# Super Bomb - Why my girlfriend is going to be my wife (in 10 years)



## dayplanner (Dec 11, 1997)

One random weekend, my girlfriend and I were at my desk just checking out Digg and Facebook and stuff, then she said "it's too small". The sound of that statement scared me to death. Could she possibly be speaking of what I think she is?! I immediately replied with... "wtf?" She then pointed at my full humidor with two tupperdors above it. After a long sigh of relief I said "Yeah I thought it would last me a while".

She then says "I think I know what I can do about that". She knew I had been eyeing a new 300 capacity humi for a while now, and she saw the thread I posted asking for opinions.

Well a few days later, this shows up at my doorstep.










If you've ever described love at first sight... It's that. (the humidor not the girl, though she's obviously pretty rad also).

It's gorgeous. Pretty wood, nice brass handles, a sweet lock that actually works. I'm just counting down the days til I lose the key and look at my beautiful fuentes in sadness.

The compartments inside fold out to expose the lower part of the humidor.









After my moments of awe and amazement. I hurried to assemble it and she helped me season it!









She helped me lightly rub it down with distilled water and now I have a glass in the top compartment and some wet paper towels on some plastic in the bottom since a cup or bowl wouldnt fit.

Anyway, I couldn't calibrate the hygrometer in it right away since theres a huge hole in there if it's not in. So I'll do it after it's seasoned. I have one calibrated digi in there to tell me when it's stable.

All in all, my girlfriend bombed me hardcore and I love it. Now excuse me while I make sweet sweet love to her.


----------



## Sean9689 (Nov 9, 2005)

Beautiful girlfriend, beautiful humi...doesn't get much better then that. :ss


----------



## JPH (Jun 30, 2006)

Damn Fine!!!!!!


----------



## gamayrouge (Dec 21, 2007)

Nice catch! The girl and the humi!:dr


----------



## bobarian (Oct 1, 2007)

Sean9689 said:


> Beautiful girlfriend, beautiful humi...doesn't get much better then that. :ss


:tpd::tpd::tpd: My humidor's need reseasoning, send her my way Abdul!:r


----------



## bigben (Nov 25, 2007)

Put a ring on that finger.... imagine your wedding gift if that was just a random BOMB....


----------



## Racer3 (Nov 27, 2006)

Nice!! Enjoy them both!!:ss


----------



## Mr.Maduro (Aug 2, 2006)

Nice hit......now go take care of your business!! :tu


----------



## AriesOpusX (Oct 15, 2007)

See, cigar smokers have all the skills. 

Nice score in both regards. :tu


----------



## Linder (Nov 8, 2006)

You need to get her pregnant and marry her :2


----------



## bonggoy (Mar 9, 2006)

There's a humidor in the picture?


----------



## BigFrankMD (Aug 31, 2007)

Where can I buy a GirlFriend like that? Seriously.


----------



## hova45 (Jun 17, 2007)

Yeap she is a keeper:tu


----------



## JPH (Jun 30, 2006)

Linder said:


> You need to get her pregnant and marry her :2


Holy $hit............................ LOL......

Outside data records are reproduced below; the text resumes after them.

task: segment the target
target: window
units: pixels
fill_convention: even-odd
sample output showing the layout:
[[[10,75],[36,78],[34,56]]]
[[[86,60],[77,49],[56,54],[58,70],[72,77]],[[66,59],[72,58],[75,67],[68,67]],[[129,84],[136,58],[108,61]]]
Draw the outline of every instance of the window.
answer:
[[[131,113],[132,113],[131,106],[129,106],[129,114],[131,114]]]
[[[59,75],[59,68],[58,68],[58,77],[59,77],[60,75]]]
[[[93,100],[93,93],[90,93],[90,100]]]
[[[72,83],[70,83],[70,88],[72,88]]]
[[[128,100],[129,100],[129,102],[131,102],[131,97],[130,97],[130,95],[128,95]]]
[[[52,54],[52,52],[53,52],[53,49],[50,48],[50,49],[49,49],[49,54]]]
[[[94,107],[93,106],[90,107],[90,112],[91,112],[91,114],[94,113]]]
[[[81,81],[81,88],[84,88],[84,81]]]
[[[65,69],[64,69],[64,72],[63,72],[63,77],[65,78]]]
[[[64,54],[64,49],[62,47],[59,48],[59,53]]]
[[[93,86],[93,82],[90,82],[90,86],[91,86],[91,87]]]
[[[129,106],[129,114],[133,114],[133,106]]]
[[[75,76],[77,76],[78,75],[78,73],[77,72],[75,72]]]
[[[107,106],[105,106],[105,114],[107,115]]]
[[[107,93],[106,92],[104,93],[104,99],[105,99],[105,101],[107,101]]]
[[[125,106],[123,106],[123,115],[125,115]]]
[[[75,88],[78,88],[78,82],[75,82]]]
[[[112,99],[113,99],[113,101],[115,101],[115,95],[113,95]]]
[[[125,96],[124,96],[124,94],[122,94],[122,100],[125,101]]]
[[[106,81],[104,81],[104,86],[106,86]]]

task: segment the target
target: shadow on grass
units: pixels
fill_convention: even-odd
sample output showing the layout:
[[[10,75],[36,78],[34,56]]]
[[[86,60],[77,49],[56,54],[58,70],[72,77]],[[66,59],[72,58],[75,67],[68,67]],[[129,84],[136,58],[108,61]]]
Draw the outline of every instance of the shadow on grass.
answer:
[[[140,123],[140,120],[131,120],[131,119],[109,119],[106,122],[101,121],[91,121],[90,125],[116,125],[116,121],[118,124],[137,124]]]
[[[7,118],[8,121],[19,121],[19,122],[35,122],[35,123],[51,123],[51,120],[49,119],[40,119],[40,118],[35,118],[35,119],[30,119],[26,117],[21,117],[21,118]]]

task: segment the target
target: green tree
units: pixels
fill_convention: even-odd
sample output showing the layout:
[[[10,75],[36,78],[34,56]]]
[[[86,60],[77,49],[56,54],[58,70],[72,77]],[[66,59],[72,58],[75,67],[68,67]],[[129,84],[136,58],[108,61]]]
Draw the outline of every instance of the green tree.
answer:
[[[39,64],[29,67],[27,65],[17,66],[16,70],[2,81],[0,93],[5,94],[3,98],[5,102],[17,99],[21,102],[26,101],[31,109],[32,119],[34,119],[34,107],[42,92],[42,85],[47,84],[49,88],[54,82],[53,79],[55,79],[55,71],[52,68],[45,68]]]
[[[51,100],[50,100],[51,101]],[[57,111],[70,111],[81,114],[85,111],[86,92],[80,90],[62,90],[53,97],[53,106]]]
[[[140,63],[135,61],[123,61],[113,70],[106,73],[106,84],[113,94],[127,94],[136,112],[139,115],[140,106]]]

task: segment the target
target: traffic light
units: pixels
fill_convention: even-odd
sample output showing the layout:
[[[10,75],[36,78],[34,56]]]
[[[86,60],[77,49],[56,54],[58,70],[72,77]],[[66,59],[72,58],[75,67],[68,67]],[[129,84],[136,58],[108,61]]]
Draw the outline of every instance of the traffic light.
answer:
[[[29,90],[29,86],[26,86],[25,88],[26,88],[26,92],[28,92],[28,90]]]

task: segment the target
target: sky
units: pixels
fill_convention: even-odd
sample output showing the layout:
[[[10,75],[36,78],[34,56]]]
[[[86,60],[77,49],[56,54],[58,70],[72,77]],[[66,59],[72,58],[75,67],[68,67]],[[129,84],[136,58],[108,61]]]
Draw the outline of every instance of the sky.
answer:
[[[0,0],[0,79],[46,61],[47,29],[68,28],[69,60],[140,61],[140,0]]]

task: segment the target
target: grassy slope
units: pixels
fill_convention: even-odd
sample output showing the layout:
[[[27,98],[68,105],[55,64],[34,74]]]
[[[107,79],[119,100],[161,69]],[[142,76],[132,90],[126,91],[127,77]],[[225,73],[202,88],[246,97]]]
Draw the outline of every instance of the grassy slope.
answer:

Bump her RG as much as you can!


----------



## yazzie (Dec 1, 2007)

You need to hit the Jewelry store for a ring Pronto. Do this right now.... :tu Nice score and the Humi looks great too :ss


----------



## rx2010 (Jan 4, 2007)

Linder said:


> You need to get her pregnant and marry her :2


:r:r


----------



## Bax (Sep 12, 2007)

Hot girl and a great humi, you've got a good life there, my friend.


----------



## JCK (Nov 9, 2006)

Abdul.. what a great gift from a great person... You have a keeper there.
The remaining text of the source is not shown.